Mais la maladresse crasse de nos petits vermisseaux consanguins en a décidé autrement, et nous voilà repartis dans nos doutes, nos renâclements pitoyables et nos petits pas empotés la tête baissée, fumant nerveusement nos bouts de clopes trouvés dans les caniveaux du faubourg des Trois Maisons, furetant non moins à cran à la recherche de l’odeur de la 8°6 ou du son de la menue monnaie tapant le bitume…on se cache le visage pour que notre prochain ne nous voie pas, mais aussi pour échapper nous-même à son regard réprobateur, celui qui nous rappelle que nous sommes les junkies malades de la ligain, sevrés de victoire, le teint cireux, la langue en papier crépon maladroitement cachée derrière des chicots pourris par le crack et la défaite.

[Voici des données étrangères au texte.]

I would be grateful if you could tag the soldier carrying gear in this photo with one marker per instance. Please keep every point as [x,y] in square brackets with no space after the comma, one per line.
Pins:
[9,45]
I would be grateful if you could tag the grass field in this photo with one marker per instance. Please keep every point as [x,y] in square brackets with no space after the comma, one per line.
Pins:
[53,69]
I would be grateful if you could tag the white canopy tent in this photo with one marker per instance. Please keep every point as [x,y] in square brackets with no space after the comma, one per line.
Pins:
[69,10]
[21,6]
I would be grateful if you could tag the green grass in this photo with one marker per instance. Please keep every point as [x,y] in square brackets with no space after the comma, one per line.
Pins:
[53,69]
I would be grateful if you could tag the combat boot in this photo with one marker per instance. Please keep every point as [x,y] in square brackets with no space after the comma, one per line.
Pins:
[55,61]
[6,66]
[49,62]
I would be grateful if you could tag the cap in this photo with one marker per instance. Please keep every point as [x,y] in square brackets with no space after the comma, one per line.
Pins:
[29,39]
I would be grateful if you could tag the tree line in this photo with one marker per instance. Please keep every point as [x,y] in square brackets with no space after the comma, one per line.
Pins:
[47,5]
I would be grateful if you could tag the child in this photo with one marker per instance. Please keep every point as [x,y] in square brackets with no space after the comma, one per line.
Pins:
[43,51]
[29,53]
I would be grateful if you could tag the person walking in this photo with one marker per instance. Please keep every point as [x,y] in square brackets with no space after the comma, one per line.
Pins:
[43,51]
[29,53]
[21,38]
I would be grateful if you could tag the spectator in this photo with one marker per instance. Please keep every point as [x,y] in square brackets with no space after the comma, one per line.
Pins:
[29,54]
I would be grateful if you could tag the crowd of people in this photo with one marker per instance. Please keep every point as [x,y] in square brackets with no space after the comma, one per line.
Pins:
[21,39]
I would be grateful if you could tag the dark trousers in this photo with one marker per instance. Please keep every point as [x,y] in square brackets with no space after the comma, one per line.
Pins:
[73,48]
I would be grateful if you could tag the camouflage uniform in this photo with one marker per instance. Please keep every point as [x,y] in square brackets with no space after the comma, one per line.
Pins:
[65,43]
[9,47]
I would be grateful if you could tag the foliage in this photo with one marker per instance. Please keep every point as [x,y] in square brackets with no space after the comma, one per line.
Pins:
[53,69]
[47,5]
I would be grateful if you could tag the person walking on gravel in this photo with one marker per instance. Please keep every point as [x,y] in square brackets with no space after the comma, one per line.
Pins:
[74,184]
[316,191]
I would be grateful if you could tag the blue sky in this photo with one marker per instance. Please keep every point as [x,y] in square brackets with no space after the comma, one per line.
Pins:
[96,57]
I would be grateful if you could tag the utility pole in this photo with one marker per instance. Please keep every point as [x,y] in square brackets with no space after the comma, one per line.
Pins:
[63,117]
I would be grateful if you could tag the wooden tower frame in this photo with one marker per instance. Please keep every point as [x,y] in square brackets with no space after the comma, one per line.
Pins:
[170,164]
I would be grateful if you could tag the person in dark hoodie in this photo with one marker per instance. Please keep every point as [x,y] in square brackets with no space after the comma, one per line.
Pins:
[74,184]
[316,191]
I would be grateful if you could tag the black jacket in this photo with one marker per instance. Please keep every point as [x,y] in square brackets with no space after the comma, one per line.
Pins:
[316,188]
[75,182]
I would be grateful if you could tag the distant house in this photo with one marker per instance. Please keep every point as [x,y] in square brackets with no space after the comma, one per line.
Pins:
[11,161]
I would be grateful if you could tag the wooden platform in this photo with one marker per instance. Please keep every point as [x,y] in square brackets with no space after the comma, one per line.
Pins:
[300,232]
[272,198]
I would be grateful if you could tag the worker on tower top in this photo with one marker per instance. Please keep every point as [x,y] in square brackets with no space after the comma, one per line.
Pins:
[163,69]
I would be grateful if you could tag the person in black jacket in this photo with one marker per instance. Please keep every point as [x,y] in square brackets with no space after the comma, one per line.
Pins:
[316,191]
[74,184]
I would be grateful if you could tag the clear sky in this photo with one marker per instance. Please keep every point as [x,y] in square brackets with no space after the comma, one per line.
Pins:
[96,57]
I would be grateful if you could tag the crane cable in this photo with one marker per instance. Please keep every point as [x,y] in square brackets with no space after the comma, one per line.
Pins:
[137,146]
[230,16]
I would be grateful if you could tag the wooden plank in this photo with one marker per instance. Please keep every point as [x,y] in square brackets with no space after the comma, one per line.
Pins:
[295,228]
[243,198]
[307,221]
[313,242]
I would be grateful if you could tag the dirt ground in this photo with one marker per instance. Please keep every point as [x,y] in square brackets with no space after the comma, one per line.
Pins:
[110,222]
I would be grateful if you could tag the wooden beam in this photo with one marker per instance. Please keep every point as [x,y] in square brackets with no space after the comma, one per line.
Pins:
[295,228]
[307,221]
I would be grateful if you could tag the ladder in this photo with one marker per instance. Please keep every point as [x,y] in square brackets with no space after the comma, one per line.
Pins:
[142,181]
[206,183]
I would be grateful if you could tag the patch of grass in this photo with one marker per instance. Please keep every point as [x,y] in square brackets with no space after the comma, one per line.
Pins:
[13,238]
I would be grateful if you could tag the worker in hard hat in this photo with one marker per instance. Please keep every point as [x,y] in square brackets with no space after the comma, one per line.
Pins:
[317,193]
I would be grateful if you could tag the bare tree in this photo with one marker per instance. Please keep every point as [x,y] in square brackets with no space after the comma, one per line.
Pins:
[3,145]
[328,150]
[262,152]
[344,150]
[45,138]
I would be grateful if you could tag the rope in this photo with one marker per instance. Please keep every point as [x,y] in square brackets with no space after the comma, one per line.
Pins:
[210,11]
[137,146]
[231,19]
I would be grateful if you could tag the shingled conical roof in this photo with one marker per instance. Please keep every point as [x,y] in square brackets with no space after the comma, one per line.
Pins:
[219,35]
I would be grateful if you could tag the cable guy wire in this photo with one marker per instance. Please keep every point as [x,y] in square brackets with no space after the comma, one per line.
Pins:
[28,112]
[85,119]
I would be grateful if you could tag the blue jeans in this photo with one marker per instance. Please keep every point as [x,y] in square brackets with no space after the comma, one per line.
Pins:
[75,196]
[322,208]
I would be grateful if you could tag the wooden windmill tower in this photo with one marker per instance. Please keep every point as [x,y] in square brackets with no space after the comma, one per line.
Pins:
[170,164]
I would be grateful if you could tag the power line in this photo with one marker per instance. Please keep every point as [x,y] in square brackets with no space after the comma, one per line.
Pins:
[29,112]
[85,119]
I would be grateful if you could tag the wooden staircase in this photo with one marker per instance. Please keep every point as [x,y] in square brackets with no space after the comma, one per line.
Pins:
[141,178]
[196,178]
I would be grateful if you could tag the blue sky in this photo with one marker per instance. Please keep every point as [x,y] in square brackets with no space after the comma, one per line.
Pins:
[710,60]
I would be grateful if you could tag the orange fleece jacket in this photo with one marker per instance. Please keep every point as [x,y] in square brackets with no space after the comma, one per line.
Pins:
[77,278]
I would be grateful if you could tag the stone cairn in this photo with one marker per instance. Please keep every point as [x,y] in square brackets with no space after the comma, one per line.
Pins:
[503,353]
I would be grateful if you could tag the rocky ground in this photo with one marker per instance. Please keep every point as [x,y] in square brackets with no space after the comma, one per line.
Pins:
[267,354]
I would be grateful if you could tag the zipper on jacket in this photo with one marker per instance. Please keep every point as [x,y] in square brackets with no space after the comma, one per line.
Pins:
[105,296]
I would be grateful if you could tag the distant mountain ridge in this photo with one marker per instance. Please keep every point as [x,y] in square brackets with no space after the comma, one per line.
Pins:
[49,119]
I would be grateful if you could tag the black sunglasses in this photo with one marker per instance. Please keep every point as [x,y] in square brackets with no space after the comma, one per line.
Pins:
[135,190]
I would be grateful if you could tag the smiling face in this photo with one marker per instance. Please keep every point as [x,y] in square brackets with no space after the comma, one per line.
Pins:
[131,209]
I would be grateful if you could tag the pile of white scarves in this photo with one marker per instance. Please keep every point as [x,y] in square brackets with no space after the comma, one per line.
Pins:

La cure devra être salvatrice. Un grand spécialiste d’Uruguay a été dépêché sur place. Il n’a pas la solution miracle, même si nos espoirs sont désespérément fondés sur lui. En cas de rémission, il sera le premier homme à recevoir trois prix Nobel. Et Trois prix Goncourt aussi (le record est de deux). Mais cet homme n’a cure des honneurs. Il dédicace toutes ses victoires à ses fans inconditionnels, et cette défaite à sa mère,  en bon fils qu’il est. Il est notre espoir. Il est gros, chauve, gros, moqué, gros, parfois maladroit. Profondément humain, comme dirait quelqu’un. Je l’aime.

Je crois en Pablo Correa.

Marcel Picon.

Marcel Picon

Ras le cul de toutes ces conneries.

3 commentaires

    • Mais de quel côté du marteau êtes vous, Trottais ? Personnellement, j’ai laissé tomber la faucille depuis l’avènement de la pelouse en linoleum, mais ce n’est que pour la remplacer par un cocktail Molotov…

  1. quand tu es au 3 Maisons, pousses jusqu’au canal, parfois les mégots humides y sont mélangés avec un peu de crotte de chien, les jeunes appellent cela fumer du shit je crois.